What is hepatitis B?

Hepatitis B is an infection of the liver and is caused by the Hepatitis B virus which can be passed on sexually.

How could I get hepatitis B?

Hepatitis B can be passed on through unprotected anal, vaginal or oral sex (sex without a condom). It is much more infectious than hepatitis A, hepatitis C or HIV.

The Hepatitis B virus is found in the blood, cum, vaginal fluids, wee, spit and faeces (shit), as well as other body fluids of a person who is infected. The virus can be spread through unprotected sex, or by getting blood or other infected body fluids in the mouth, eyes, or broken skin. It can also be passed on by sharing needles or snorting straws if you take drugs in this way.

How can I avoid getting hepatitis B?

You can be vaccinated against hepatitis B. The best way to prevent infection is by getting vaccinated. The vaccine is available from our nurse led sexual health clinics and involves a short course of injections.

Using condoms, femidoms, gloves and dams can prevent catching hepatitis B infection through having sex.

What are the symptoms?

Not everyone who gets infected with hepatitis B will show symptoms.

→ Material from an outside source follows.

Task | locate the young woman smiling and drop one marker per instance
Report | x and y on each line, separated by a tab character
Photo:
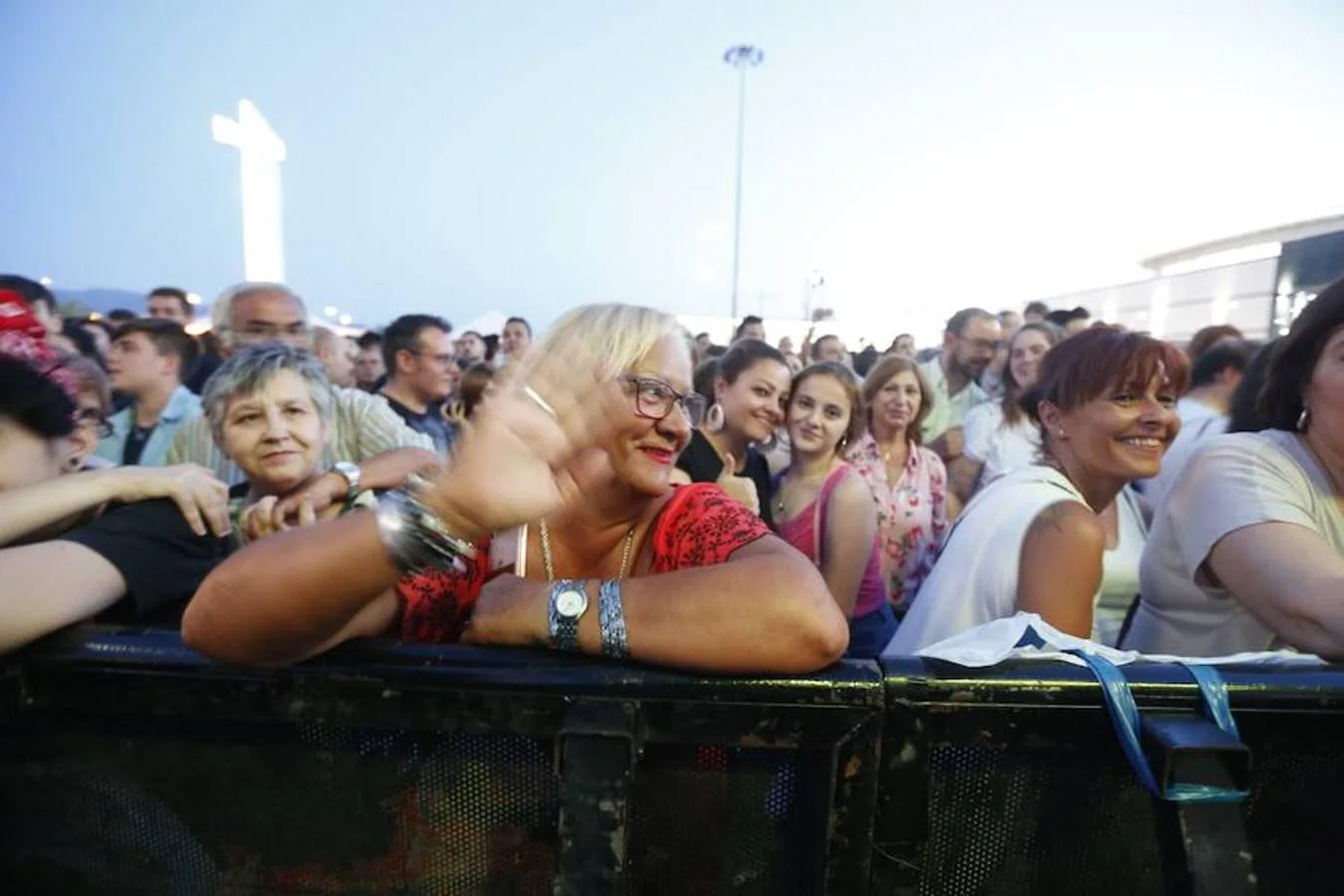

Any symptoms that may appear could be one to six months after exposure to the hepatitis virus and infection can persist for several years and silently cause severe liver damage. Many people with hepatitis B may not even realise that they are infected.

If you do become infected with hepatitis B you may have some symptoms after the initial infection. These symptoms are similar to that of flu – feeling sick and vomiting, diarrhoea, loss of appetite, jaundice (yellow skin and whites of eyes) and dark wee, pale faeces (shit) or itchy skin.

How do I get tested for hepatitis B?

Testing for hepatitis B is done by taking a blood sample.

You can get tested for hepatitis B (and other STIs) 7 days a week with our sexual health services at Birmingham LGBT.

Call us on 0121 643 0821

All of our services are free and confidential

How is it treated?

If you have chronic or acute hepatitis B you will be referred to a specialist for further assessment and/or treatment. Not everyone needs treatment immediately. People who have chronic (more than 6 months) hepatitis B infection should see a specialist and have blood tests and a liver scan done, which will determine when treatment may start. Treatment for hepatitis B may involve injections, but most often people are treated with antiviral medication. Anyone with chronic hepatitis should avoid alcohol.